CD-HIT is a very widely used program for clustering and comparing protein or nucleotide sequences. CD-HIT is very fast and can handle extremely large databases. CD-HIT helps to significantly reduce the computational and manual efforts in many sequence analysis tasks and aids in understanding the data structure and correct the bias within a dataset.
Allocate an interactive session and run the program.
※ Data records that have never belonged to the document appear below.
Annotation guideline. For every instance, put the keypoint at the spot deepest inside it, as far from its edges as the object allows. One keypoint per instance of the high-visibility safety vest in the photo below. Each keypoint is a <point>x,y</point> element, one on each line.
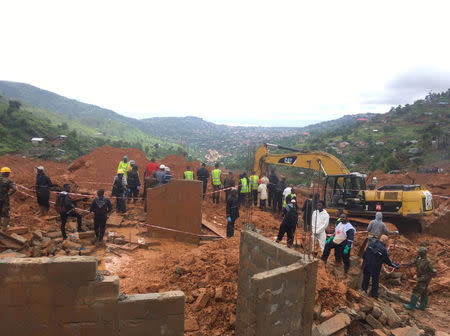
<point>245,188</point>
<point>254,182</point>
<point>293,196</point>
<point>216,177</point>
<point>124,166</point>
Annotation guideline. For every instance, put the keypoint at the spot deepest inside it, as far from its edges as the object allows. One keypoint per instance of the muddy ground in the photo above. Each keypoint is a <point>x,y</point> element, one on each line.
<point>212,266</point>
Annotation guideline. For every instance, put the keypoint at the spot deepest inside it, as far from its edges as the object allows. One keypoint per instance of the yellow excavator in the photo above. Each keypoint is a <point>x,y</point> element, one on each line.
<point>347,191</point>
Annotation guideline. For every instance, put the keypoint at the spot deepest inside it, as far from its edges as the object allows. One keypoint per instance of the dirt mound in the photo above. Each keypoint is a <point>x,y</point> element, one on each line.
<point>101,164</point>
<point>178,164</point>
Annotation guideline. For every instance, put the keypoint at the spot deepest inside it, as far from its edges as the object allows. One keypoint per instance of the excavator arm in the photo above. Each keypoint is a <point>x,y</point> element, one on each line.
<point>321,161</point>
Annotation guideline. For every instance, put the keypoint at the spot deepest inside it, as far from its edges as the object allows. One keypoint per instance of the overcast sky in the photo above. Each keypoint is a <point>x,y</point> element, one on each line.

Sample session (user input in bold):
[user@biowulf]$ sinteractive --cpus-per-task=4
salloc.exe: Pending job allocation 46116226
salloc.exe: job 46116226 queued and waiting for resources
salloc.exe: job 46116226 has been allocated resources
salloc.exe: Granted job allocation 46116226
salloc.exe: Waiting for resource configuration
salloc.exe: Nodes cn3144 are ready for job
[user@cn3144 ~]$ module load cd-hit
[user@cn3144 ~]$ cd-hit -i /fdb/fastadb/drosoph.aa.fas -o drosoph100 -c 1.00 -n 5 -M 16000 -d 0 -T $SLURM_CPUS_PER_TASK
================================================================
Program: CD-HIT, V4.7 (+OpenMP), May 10 2018, 13:51:01
Command: cd-hit -i /fdb/fastadb/drosoph.aa.fas -o drosoph100
-c 1.00 -n 5 -M 16000 -d 0 -T 4
Started: Thu May 10 13:55:50 2018
================================================================
Output
----------------------------------------------------------------
Warning: total number of CPUs in the system is 2
Actual number of CPUs to be used: 2
total seq: 14329
longest and shortest : 8805 and 11
Total letters: 7178839
Sequences have been sorted
Approximated minimal memory consumption:
Sequence : 9M
Buffer : 2 X 12M = 25M
Table : 2 X 65M = 131M
Miscellaneous : 0M
Total : 165M
Table limit with the given memory limit:
Max number of representatives: 4000000
Max number of word counting entries: 1979299596
# comparing sequences from 0 to 3582
...---------- new table with 3409 representatives
# comparing sequences from 3582 to 6268
99.9%---------- new table with 2559 representatives
# comparing sequences from 6268 to 8283
---------- 265 remaining sequences to the next cycle
---------- new table with 1680 representatives
# comparing sequences from 8018 to 9595
---------- 317 remaining sequences to the next cycle
---------- new table with 1215 representatives
# comparing sequences from 9278 to 10540
.......... 10000 finished 9566 clusters
---------- 446 remaining sequences to the next cycle
---------- new table with 794 representatives
# comparing sequences from 10094 to 11152
---------- 269 remaining sequences to the next cycle
---------- new table with 769 representatives
# comparing sequences from 10883 to 11744
---------- 207 remaining sequences to the next cycle
---------- new table with 625 representatives
# comparing sequences from 11537 to 12235
---------- 169 remaining sequences to the next cycle
---------- new table with 516 representatives
# comparing sequences from 12066 to 12631
---------- 121 remaining sequences to the next cycle
---------- new table with 430 representatives
# comparing sequences from 12510 to 12964
---------- 103 remaining sequences to the next cycle
---------- new table with 346 representatives
# comparing sequences from 12861 to 13228
---------- 76 remaining sequences to the next cycle
---------- new table with 284 representatives
# comparing sequences from 13152 to 13446
---------- 60 remaining sequences to the next cycle
---------- new table with 227 representatives
# comparing sequences from 13386 to 14329
.....................---------- new table with 924 representatives
14329 finished 13778 clusters
Apprixmated maximum memory consumption: 205M
writing new database
writing clustering information
program completed !
Total CPU time 3.83
[user@cn3144 ~]$ exit
salloc.exe: Relinquishing job allocation 46116226
[user@biowulf ~]$
Create a batch input file (e.g. cd-hit.sh). For example:
#!/bin/bash set -e module load cd-hit cd-hit -i /fdb/fastadb/drosoph.aa.fas -o drosoph100 -c 1.00 -n 5 -M 16000 -d 0 -T $SLURM_CPUS_PER_TASK
Submit this job using the Slurm sbatch command.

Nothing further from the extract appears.